I have so many other things I probably should be writing about. My Japan travel series, for example, which I’ve been trying to finish since 2014(!) Or my Kay in the Bag series, since I promised one post every week. I’m supremely bad at keeping my blogging promises, but here’s another post I pulled out of a hat for ya. Happy New Year, kids.
Today let’s talk about books. Last year I read around three or four books. Maybe even less, I’m not sure. (To be honest I’m just trying to save face here. Does fanfiction count as literature?)
Even though I can literally cover my bedroom in books, I’m not a voracious reader. I’m relentless when it comes to book sales, but once I’ve emerged from the piles with my bounty and hinted at my victory on social media, I quickly realize I have five more books to read—on top of the five hundred I already have on my backlog. The pressure to read all the books I’ve acquired over the years pushes me into a state of distress and into the easy, undemanding arms of fanfiction (#Dramione, just gonna leave this here).
My workaround to this mild hoarding problem: push stuff around until I have a space where I can pile my purchases, taking great pains to make sure it doesn’t look like a hot mess.
As the new year jumped into view, I told myself—in a fit of bright, shiny, new optimism and motivation spurred by my dream of constant self-improvement—that 2016 is the year I’m going to be better. Better at reading, better about forming well-constructed opinions about the literature, better at cross-referencing texts on the fly, better at educating myself, better at being a better person. And I thought, what could be better than hitting the books? Finally get around to conquering that hill. That literal hill of books I have in my room.
Here are the twenty books I intend to read this year.
I took cues from a reading challenge Kyra shared, but I made up my own categories after I took stock of the books I already have.

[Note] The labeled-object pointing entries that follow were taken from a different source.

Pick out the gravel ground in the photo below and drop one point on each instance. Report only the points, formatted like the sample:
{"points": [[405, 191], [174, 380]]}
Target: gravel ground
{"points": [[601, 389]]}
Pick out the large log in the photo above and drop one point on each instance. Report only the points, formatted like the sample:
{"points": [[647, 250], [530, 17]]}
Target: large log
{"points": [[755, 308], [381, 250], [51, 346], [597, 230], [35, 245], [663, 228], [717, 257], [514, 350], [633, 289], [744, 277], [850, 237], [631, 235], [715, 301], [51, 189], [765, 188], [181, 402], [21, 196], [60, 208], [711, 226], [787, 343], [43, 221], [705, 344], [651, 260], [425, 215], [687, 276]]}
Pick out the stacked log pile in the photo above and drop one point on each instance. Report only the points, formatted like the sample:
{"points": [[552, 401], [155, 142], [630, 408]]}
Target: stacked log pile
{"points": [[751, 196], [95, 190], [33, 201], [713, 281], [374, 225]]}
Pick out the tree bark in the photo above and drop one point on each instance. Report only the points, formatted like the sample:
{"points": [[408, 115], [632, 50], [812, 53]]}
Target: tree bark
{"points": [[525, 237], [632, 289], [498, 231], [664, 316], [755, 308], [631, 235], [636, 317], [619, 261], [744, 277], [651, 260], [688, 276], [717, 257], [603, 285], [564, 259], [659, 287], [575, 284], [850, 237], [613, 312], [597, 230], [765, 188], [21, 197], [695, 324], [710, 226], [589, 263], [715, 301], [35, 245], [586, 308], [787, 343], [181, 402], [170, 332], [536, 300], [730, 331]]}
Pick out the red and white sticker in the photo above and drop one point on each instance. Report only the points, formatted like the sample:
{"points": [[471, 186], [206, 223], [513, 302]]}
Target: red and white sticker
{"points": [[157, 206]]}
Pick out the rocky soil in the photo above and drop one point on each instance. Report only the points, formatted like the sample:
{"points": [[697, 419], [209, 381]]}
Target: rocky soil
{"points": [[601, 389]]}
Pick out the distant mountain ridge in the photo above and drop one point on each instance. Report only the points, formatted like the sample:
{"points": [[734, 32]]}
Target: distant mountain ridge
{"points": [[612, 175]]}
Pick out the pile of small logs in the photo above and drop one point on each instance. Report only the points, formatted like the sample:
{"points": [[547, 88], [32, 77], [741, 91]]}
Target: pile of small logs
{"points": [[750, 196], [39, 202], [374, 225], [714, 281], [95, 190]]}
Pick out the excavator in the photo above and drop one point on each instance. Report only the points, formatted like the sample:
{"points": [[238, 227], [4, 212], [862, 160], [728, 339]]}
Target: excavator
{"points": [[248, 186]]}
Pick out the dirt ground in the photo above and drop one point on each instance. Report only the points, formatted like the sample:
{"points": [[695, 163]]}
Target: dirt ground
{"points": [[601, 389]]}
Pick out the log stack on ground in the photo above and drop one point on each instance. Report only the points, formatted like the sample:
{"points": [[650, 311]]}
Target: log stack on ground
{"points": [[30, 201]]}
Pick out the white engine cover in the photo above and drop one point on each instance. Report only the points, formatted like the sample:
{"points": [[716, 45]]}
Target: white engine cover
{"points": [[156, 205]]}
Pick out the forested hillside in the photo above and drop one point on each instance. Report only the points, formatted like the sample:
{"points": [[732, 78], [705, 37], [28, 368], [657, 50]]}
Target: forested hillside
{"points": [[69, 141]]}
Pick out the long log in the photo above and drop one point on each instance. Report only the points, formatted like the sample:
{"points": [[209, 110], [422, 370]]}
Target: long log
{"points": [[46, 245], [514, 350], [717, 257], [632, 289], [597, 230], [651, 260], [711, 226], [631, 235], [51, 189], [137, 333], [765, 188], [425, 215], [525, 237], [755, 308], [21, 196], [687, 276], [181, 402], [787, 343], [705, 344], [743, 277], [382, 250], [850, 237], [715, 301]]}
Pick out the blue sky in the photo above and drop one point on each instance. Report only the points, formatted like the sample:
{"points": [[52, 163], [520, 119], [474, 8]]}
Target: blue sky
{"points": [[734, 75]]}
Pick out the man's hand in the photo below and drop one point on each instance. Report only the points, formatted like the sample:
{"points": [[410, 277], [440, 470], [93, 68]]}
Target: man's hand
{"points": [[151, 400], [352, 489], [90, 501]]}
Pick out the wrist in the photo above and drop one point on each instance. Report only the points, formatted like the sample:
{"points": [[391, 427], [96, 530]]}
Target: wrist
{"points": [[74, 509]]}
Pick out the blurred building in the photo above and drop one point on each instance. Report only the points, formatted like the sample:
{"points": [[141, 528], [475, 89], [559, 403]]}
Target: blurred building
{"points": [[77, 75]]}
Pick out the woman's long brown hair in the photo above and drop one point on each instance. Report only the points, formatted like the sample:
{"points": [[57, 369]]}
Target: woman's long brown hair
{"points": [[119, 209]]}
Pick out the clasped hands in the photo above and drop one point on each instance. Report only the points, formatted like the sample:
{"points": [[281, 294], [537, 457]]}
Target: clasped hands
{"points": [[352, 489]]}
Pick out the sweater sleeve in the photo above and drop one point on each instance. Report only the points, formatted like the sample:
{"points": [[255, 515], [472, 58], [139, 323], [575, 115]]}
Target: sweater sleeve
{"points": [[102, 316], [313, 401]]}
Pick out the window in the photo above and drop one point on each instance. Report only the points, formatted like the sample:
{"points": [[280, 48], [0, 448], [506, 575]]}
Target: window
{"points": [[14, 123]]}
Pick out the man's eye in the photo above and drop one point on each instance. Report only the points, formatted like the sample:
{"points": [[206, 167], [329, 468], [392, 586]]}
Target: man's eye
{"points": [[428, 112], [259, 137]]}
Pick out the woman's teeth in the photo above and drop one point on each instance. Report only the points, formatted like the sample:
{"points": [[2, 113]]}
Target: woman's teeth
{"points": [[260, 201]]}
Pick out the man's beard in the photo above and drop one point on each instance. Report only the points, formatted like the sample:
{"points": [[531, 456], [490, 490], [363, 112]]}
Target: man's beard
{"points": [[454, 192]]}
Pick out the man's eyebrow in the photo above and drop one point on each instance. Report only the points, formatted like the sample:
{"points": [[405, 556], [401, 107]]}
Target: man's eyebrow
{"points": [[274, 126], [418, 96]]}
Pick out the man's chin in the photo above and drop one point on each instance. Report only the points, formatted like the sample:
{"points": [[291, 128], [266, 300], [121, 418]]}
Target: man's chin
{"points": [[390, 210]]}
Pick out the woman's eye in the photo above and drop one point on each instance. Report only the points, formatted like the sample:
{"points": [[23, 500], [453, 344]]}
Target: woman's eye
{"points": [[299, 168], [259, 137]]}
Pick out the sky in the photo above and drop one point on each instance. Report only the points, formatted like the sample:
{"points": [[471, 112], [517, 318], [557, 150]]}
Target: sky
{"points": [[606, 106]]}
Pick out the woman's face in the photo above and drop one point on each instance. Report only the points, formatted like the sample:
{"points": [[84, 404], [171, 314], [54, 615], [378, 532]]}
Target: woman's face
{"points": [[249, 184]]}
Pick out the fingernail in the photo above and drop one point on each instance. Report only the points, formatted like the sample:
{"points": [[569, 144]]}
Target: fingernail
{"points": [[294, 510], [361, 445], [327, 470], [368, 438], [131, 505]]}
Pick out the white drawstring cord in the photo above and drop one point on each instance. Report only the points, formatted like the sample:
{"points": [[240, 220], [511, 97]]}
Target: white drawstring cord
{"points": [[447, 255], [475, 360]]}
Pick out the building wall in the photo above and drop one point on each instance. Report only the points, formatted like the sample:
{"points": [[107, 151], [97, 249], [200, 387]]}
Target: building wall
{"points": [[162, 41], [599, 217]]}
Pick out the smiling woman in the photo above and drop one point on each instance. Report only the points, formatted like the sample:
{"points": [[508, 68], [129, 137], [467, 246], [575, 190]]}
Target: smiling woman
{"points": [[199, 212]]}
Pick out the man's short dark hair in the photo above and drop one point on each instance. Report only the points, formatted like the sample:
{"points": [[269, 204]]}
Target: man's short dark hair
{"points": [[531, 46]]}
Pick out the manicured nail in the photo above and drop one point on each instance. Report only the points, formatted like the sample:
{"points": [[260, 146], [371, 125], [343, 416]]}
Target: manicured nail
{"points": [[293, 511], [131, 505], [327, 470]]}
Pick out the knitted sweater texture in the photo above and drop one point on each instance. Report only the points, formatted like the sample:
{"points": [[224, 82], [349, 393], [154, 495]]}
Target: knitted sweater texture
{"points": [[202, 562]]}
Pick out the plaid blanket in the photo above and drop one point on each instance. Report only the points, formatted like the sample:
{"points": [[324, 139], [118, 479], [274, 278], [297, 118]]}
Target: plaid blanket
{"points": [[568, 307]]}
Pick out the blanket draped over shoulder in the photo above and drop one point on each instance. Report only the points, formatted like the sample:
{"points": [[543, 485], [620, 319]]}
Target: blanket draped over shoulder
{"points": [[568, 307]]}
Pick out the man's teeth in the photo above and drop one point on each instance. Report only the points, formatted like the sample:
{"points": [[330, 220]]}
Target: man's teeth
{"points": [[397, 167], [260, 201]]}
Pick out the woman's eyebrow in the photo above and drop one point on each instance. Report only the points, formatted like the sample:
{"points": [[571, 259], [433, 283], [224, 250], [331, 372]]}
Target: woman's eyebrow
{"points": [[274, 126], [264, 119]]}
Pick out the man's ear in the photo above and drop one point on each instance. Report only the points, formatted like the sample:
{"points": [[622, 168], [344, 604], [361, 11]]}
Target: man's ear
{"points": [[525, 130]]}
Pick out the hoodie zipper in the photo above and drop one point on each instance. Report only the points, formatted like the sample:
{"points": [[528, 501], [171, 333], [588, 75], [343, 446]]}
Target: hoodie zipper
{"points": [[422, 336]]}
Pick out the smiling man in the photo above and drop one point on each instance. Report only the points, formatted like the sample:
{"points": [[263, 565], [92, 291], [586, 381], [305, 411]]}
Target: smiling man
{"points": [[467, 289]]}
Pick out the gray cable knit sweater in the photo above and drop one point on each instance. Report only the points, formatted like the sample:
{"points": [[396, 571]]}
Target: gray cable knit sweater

- Book by an author with my initials: The Secret River, Kate Grenville
- Book of poems: The Essential Rumi, Rumi
- Book by a Filipino: Gun Dealers’ Daughter, Gina Apostol
- Book from a high school reading list: Wuthering Heights, Emily Brontë
- Book that reminds me of my mother: Beloved, Toni Morrison
- Book with a fruit on the cover: Oranges are Not the Only Fruit, Jeanette Winterson
- Book published 100 years ago: A Portrait of the Artist as a Young Man, James Joyce
- Book that will be or has been turned into a movie: Brooklyn, Colm Tóibín
- Book with more than 500 pages: The Pillars of the Earth, Ken Follett
- Book with a colour in the title: White Fang, Aravind Adiga
- Book about math: Zero: The Biography of a Dangerous Idea, Charles Seife
- Book published the year I was born: Possession, A. S. Byatt
- Book from a college reading list: The Year of Magical Thinking, Joan Didion
- Book that reminds me of my father: To Kill a Mockingbird, Harper Lee
- Book with an animal on the cover: Swamplandia, Karen Russell
- Book published 50 years ago: Against Interpretation and Other Essays, Susan Sontag
- Book set in a place you want to be: A Personal Matter, Kenzaburo Oe
- Book about science: The World Without Us, Alan Weisman
- Book recommended by a friend: Remains of the Day, Kazuo Ishiguro
- Book with a one-word title: Bone, Jeff Smith
Twenty is a modest, achievable goal, I think. I tried to put together a good mix of fiction and nonfiction. I even threw in a comic book there at the last minute. This is probably the best opportunity to read some of my more intimidating books (Zero, Possession, and The World Without Us) and the books I should have read back in high school a hundred years ago (Beloved, Wuthering Heights, To Kill a Mockingbird).
Do you have reading goals this year? Let’s be friends on Goodreads!
P.S. On Beloved and my mother: Sethe is a mother. My mother is a mother. There, reasons. The choice has more to do with the fact that there’s a mother in the book that reminds me of my mother in the most literal sense than destructive mother-daughter relationships or slavery.
P.P.S. It’s weird that my copy of Oranges are Not the Only Fruit doesn’t have an orange. It has cherries.
P.P.P.S. Wow, 1966 was a good year in books.